第68話 深淵の中で閉ざされた想い
ついて来いとばかりに詳細を話さず歩き出したニルの後ろから凝視するネフリティスがいる。
白の魔女が憧れのペルルだと知って衝撃を受け、意気消沈していたネフリティスも自分で真相を知りたいと意気込んでいた。
連れられるまま歩く道中で見渡した町並みは、どこも同じに感じられる。

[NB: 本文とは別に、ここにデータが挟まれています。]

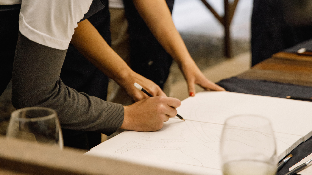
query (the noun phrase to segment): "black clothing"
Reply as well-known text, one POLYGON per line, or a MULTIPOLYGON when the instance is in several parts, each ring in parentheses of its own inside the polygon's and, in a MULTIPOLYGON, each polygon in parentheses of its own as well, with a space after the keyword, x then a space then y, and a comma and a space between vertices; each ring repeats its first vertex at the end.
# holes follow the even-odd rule
MULTIPOLYGON (((166 1, 172 12, 174 0, 166 1)), ((169 75, 172 58, 154 37, 132 1, 123 2, 129 24, 131 68, 162 89, 169 75)))
POLYGON ((283 0, 254 0, 252 66, 283 49, 312 38, 312 25, 295 26, 284 18, 283 0))
MULTIPOLYGON (((87 19, 110 45, 108 0, 104 1, 105 7, 87 19)), ((71 44, 67 50, 60 77, 65 84, 78 92, 106 100, 108 78, 71 44)), ((90 149, 101 143, 100 133, 64 129, 62 129, 62 132, 64 146, 90 149)))

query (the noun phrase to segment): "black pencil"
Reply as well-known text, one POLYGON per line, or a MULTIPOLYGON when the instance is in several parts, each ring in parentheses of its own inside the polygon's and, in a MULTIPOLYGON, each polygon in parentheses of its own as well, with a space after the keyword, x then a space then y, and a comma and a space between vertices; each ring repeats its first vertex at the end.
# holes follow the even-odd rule
MULTIPOLYGON (((145 89, 143 89, 143 88, 142 87, 142 86, 139 84, 136 83, 135 83, 134 85, 134 86, 137 88, 137 89, 138 89, 140 91, 142 91, 143 92, 146 94, 147 95, 149 96, 149 97, 154 97, 152 95, 152 94, 149 93, 149 92, 148 92, 145 89)), ((180 119, 184 121, 185 121, 185 120, 183 119, 183 117, 182 117, 180 115, 178 114, 177 114, 177 116, 179 117, 180 119)))
POLYGON ((305 98, 304 97, 294 97, 293 96, 290 96, 290 95, 286 97, 286 98, 288 98, 288 99, 293 99, 294 100, 312 100, 312 97, 305 98))

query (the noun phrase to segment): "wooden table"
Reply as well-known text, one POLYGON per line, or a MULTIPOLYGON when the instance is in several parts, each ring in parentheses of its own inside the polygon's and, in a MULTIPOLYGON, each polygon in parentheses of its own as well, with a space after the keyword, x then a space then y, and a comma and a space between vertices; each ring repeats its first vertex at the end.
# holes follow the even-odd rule
POLYGON ((280 52, 237 77, 312 87, 312 56, 280 52))

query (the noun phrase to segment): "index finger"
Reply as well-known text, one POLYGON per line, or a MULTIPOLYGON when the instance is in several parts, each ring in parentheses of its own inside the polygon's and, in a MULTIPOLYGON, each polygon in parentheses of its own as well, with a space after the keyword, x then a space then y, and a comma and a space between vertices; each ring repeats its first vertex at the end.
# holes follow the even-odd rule
POLYGON ((178 99, 172 97, 167 98, 167 104, 169 106, 175 108, 181 106, 181 101, 178 99))

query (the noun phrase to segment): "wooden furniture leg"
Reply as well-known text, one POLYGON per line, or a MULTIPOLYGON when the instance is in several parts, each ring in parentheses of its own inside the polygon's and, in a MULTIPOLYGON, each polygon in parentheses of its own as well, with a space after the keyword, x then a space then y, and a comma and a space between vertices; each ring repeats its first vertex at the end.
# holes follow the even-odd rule
POLYGON ((220 17, 206 0, 201 0, 224 27, 224 53, 225 56, 231 57, 231 35, 230 26, 239 0, 234 0, 232 3, 224 0, 224 15, 220 17))

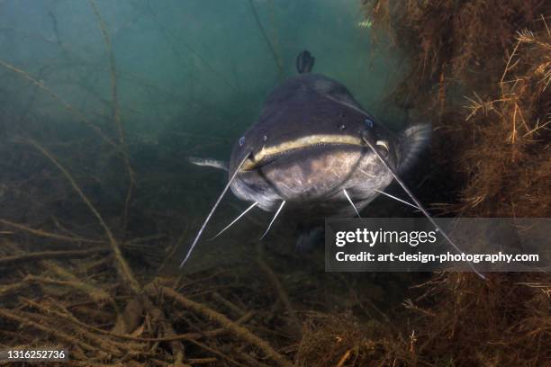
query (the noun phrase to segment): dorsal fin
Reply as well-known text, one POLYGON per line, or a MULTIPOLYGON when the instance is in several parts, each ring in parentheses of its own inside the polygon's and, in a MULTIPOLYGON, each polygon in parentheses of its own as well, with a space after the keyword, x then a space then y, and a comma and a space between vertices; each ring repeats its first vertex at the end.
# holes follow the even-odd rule
POLYGON ((299 74, 310 73, 313 68, 315 61, 315 58, 312 56, 310 51, 304 49, 296 57, 296 71, 299 74))

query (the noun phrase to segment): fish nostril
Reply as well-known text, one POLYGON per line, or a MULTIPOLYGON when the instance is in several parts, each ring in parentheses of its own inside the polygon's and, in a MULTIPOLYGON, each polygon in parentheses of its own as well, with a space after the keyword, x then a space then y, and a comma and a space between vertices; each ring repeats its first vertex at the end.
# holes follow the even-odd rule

白一色に同じ建物だからか、時間が止まったようにすら思えた。
目立っているのは、この都市を管理するため新たに作られた宮殿と、浮き上がる前からあった柱時計だけ。
しかも、柱時計はある時間を刻んだまま止まっている。
「よし、着いた」
急に足を止めるニルの横へ立ったサフィールは目を見開いた。二人の間から顔を覗かせたネフリティスも言葉を失ったように両手で口を押さえている。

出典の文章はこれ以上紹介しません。